一章 異世界転生

第2話 転生

 意識が戻っていく。あれ? 意識がある? なんで? 俺は助かったのか?

 普通に考えればそんなことはありえない。体が焼けていた。全身が燃えていく感覚が思い出されていく。恐ろしい感覚だった。熱くて苦しい。体が焼けてしまった俺が何で生きているんだ?


 目を開けると、知らない天井だった。電気がついているわけじゃない。というか、天井に照明がついていない。何だここ? 病院では絶対にない。俺はどうなってしまったんだ?


 起き上がろうとしても、起き上がれない。体に踏ん張りが効かない。いや、腕にも脚にも力が入らない。手足が燃え落ちて、命だけ助かったのか? そんな馬鹿な。


「うう……ううー」


 声も上手く出せない。喋れない。

 ……なんか変だ。歯がない? それに俺はこんな声じゃない。高すぎる。まるで赤ん坊みたいな……。


「うん? どうしたの?」


 女の声が聞こえた。聞いたことない女の声だ。俺の顔を覗いてくる。彼女は金色の髪と、赤い瞳を持っている。どう見たって日本人じゃない。誰だ? この人。


「ううー」


 やっぱり上手く声が出せない。


「うふふっ。かわいい」


 彼女は目を輝かせて俺を見てくる。女のデレデレした顔を間近で見たのはこれが始めてだ。うん? 顔が目の前にある? なんでだ? 俺はこの人に持ち上げられているのか?

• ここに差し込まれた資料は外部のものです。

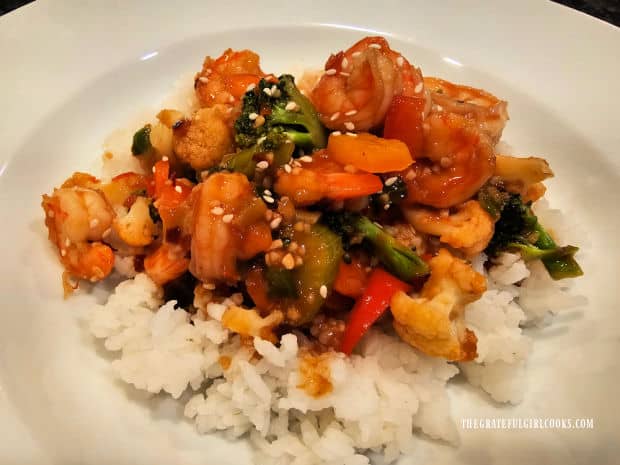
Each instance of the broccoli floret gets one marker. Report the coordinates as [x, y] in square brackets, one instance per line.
[518, 230]
[398, 259]
[287, 114]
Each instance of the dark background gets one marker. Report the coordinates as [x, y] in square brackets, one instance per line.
[607, 10]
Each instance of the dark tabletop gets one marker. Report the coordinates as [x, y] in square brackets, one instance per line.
[607, 10]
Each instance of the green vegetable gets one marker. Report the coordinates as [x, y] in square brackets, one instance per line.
[288, 115]
[321, 262]
[397, 258]
[142, 141]
[281, 283]
[518, 230]
[244, 161]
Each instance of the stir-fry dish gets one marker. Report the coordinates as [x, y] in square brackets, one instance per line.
[320, 207]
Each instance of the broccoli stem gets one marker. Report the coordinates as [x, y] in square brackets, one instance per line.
[400, 260]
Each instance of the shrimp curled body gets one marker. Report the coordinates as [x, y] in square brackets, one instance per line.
[359, 84]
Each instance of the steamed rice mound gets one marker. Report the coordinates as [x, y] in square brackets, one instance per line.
[381, 395]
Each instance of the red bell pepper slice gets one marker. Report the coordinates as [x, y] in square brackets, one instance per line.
[403, 121]
[370, 306]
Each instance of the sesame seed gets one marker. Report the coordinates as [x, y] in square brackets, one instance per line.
[291, 106]
[445, 162]
[323, 291]
[260, 120]
[288, 261]
[276, 244]
[390, 181]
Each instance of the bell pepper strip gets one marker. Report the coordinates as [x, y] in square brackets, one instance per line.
[368, 152]
[403, 122]
[370, 306]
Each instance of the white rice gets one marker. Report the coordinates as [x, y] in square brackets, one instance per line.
[382, 397]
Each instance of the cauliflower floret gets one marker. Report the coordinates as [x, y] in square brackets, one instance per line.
[248, 322]
[205, 139]
[433, 322]
[470, 229]
[523, 176]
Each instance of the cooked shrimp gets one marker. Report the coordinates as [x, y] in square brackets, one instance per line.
[77, 219]
[433, 322]
[204, 139]
[485, 110]
[469, 229]
[358, 85]
[458, 160]
[224, 80]
[320, 177]
[166, 263]
[228, 224]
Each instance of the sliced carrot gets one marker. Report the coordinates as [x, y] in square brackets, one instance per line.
[370, 153]
[341, 186]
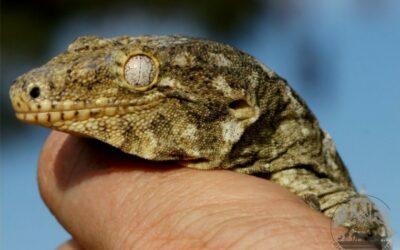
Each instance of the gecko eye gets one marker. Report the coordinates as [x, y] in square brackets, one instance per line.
[141, 71]
[35, 92]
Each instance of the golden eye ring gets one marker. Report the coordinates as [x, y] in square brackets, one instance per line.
[141, 71]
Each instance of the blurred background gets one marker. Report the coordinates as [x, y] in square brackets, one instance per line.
[342, 56]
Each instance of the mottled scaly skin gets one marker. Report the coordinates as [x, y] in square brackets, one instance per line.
[210, 106]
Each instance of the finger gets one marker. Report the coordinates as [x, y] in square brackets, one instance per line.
[108, 200]
[70, 245]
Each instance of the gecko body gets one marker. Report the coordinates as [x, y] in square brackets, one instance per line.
[202, 103]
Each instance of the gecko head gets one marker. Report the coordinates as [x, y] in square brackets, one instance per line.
[158, 97]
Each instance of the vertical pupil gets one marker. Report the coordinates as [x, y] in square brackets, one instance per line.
[35, 92]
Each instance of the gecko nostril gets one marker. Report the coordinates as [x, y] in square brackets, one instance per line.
[35, 92]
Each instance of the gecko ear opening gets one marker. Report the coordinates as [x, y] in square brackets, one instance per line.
[241, 109]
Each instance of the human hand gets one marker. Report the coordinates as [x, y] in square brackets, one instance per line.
[110, 200]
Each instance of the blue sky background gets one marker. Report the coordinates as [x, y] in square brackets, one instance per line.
[355, 50]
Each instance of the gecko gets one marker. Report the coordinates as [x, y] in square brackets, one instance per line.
[202, 103]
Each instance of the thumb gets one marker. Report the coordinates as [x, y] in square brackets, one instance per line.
[110, 200]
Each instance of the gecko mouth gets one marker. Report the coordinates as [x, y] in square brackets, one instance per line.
[56, 115]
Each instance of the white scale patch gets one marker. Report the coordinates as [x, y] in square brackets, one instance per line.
[296, 104]
[189, 131]
[231, 131]
[269, 71]
[220, 60]
[170, 82]
[183, 59]
[222, 85]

「あなたの名前、お母さんとお父さんで考えたんだよ。あなたの名前はマギア。家名はエンペラーだから、マギア・エンペラーね」


 は? どういうことだ。彼女は俺に一体何を言っているんだ? マギア・エンペラーって、俺が考えた名前じゃんか。どうなってる? 本当に俺はどうなってしまったんだ。


 頭の中がぐちゃぐちゃになって、混乱する。狂いそうになる。いや。落ち着いて考えろ。赤ん坊みたいじゃなくて、俺は本当に赤ん坊になってしまったんじゃないか。そうだ、俺はこの女性の子供として、転生したんだ。


 明らかにラノベに脳を侵食されているとしか思えない答えだが、どう考えても結論はこれだ。意識ははっきりしているし、肌の感触もある。夢じゃない。現実だ。異世界転生が現実に起こったんだ。


 異世界転生といえば、まさに冒険だ。モンスターや魔物を倒すのが王道だ。よくあるお話だけど、実際にそれをするってなったら、読んだり、アニメで見るのとは比べ物にならない感動があるはずだ。最も、異世界転生したからといって必ずしもそうなるわけじゃあないと思うけど。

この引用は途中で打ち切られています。